Ahmed’s Story

Ahmed, a 35-year-old pastoralist, was watching over a herd of cows on the outskirts of Hagar town in Somalia’s southern Juba valley when militiamen from Al-Shabab, the Islamist insurgent group that controls the area, demanded a “zaka”, or tithe. His refusal led to a violent confrontation that left him crippled for life. Ahmed, now in a refugee camp in Kenya, recounted his ordeal by telephone, as his sister, who described him as depressed and traumatized, held the handset:

“It was in the morning and I was herding my cattle when a group of armed Al-Shabab men asked me to pay Zaka. I told them I only owned half the cattle and the rest belonged to orphans. What was mine [about 20] was not enough to pay Zaka. They did not listen and took 20 cows, leaving me with only 10.

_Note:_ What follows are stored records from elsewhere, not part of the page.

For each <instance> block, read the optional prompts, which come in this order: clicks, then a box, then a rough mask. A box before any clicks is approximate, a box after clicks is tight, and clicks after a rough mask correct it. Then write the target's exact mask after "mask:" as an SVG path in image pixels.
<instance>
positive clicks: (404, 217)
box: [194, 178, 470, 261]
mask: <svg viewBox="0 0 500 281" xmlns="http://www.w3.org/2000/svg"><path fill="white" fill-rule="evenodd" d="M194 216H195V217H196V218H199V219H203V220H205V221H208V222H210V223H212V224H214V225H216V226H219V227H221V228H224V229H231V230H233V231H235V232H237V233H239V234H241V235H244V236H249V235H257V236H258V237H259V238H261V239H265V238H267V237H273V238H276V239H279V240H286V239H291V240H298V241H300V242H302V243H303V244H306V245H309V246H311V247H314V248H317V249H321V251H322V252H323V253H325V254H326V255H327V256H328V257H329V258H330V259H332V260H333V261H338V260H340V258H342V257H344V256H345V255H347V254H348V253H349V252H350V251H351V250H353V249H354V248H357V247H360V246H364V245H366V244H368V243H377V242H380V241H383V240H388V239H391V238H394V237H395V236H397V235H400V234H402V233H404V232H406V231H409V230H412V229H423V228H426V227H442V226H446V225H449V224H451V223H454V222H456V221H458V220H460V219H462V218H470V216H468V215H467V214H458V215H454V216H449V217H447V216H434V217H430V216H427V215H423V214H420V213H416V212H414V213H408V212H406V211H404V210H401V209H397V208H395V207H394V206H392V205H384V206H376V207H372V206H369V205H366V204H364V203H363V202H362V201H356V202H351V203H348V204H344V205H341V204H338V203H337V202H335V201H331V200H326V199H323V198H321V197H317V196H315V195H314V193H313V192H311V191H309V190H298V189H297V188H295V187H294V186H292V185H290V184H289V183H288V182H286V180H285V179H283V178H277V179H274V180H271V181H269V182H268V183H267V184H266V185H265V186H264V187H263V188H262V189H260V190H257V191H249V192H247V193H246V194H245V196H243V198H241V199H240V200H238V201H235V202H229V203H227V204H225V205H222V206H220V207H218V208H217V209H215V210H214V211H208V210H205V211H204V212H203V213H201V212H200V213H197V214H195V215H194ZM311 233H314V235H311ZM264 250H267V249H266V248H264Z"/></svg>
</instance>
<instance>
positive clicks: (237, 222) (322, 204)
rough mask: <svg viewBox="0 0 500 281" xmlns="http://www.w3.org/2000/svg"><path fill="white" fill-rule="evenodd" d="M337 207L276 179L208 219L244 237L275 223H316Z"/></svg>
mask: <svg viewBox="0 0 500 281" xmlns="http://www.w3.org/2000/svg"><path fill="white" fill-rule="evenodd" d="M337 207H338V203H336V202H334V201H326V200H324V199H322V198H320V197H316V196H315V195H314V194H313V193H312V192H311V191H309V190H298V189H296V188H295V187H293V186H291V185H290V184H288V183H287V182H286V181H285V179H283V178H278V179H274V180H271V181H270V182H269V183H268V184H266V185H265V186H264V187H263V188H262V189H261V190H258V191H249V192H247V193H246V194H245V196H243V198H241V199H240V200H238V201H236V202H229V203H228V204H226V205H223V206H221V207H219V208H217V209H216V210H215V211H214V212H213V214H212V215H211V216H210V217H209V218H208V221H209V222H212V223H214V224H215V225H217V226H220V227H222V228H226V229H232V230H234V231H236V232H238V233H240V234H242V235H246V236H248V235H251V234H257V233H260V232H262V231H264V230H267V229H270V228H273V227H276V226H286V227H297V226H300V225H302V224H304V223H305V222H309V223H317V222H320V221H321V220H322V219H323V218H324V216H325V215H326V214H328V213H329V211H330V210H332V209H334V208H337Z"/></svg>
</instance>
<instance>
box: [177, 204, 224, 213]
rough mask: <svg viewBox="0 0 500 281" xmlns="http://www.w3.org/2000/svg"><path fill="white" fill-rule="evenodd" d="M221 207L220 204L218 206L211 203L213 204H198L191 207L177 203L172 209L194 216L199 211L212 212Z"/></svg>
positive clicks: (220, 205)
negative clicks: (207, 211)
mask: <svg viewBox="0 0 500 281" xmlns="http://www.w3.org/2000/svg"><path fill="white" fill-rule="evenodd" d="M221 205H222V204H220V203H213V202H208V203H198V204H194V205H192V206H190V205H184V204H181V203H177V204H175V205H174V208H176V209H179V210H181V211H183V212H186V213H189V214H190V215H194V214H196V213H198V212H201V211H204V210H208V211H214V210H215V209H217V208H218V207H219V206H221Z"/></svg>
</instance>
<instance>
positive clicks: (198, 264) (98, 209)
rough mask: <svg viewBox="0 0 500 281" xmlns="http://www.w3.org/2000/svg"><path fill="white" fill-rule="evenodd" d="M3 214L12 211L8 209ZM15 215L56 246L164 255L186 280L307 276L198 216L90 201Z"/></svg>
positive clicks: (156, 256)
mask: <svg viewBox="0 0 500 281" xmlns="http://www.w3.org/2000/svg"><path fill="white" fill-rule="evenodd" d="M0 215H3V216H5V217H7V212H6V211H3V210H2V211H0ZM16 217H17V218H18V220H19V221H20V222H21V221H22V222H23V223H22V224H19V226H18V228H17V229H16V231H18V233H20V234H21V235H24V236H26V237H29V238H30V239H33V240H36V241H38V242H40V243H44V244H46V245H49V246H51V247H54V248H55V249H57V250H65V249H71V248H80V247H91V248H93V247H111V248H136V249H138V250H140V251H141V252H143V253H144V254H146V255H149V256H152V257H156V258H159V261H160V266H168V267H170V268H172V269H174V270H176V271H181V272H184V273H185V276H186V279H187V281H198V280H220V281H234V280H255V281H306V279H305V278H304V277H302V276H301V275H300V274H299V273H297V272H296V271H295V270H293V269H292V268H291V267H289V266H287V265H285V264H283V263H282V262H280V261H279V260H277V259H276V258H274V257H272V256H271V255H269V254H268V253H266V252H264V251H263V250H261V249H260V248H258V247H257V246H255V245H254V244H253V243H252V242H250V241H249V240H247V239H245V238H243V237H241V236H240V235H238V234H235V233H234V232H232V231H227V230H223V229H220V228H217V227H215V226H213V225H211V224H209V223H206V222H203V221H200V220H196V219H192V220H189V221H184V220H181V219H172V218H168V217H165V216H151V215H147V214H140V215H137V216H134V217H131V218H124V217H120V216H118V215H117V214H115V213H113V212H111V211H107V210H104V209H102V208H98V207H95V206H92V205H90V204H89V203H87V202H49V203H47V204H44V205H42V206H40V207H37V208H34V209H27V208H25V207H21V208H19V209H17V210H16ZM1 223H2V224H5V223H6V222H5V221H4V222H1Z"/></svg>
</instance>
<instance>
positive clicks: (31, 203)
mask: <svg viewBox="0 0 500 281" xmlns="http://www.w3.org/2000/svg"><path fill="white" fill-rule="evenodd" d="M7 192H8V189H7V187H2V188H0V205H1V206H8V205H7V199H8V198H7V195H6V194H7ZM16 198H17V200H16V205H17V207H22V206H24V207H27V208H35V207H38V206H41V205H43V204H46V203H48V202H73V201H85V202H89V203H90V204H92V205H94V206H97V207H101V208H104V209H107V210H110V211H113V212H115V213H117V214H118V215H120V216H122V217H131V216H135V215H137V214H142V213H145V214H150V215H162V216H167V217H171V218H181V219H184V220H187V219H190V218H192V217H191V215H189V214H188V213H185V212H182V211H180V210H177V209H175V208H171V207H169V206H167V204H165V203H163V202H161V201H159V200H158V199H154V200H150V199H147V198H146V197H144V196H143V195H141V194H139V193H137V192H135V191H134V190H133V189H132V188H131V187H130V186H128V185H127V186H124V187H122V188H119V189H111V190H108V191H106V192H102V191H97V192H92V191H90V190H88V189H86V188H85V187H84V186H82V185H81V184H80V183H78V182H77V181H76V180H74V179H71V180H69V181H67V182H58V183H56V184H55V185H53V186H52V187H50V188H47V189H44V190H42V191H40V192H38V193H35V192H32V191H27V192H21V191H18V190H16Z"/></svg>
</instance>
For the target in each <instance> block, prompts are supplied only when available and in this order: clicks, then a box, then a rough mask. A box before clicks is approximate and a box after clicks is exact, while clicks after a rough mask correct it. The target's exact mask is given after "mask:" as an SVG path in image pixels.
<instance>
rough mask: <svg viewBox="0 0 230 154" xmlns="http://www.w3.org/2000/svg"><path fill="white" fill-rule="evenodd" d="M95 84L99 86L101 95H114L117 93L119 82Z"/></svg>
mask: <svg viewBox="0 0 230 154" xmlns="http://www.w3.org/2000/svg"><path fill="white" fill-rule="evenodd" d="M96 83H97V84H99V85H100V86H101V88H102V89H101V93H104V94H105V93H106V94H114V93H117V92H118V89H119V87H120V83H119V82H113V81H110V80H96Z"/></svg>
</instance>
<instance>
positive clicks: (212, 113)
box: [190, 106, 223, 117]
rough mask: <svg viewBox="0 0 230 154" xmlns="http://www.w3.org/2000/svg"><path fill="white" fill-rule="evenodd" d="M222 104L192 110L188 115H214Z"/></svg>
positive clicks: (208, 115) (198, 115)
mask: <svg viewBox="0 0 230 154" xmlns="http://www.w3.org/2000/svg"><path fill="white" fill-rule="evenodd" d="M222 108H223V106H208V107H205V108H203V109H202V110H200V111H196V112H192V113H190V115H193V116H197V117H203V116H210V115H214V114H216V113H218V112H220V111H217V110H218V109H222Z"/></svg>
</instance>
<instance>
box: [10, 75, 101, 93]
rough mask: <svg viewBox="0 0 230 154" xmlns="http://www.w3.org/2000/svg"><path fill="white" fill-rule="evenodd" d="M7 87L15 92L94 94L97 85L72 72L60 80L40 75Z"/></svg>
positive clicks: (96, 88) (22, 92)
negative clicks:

“I went after them hoping to reason with whoever was their leader. When I caught up with them, we argued for a while before they got hold of me and beat me up. They then tied me to a tree by my hands and left me hanging. I was in so much pain, I started yelling and asking for help but no one came. I was there for more than a day. By the time they [the militiamen] cut me down I had no feeling in my hands.

“My relatives took me to a hospital but there was no doctor there and not much medicine; they could not save my hands.

“One day I am a man taking care of my family and the next I am an invalid being helped to put on clothes. I will never forget that day and what they did to me.

“There is no religion that allows them to treat people like that. I honestly don’t believe they are Muslims. They are criminals hiding behind religion. Normal thieves and robbers are better. At least when they take your things they either leave you alone or may even kill you but they don’t mutilate you.

“I am used to people being killed but I have never seen or heard anything like what they did to me.

“I suffered a lot because of them; I will never forgive them.

“A couple of months later, my relatives heard that they were coming to kill me because they did not want anyone to know what they had done to me. So I was taken from Hagar and brought here [Dadaab refugee camp] at the end of 2009.

“I feel safe here but I worry about my two children. Their mother is dead and I can’t take care of them. They are with relatives in Somalia.”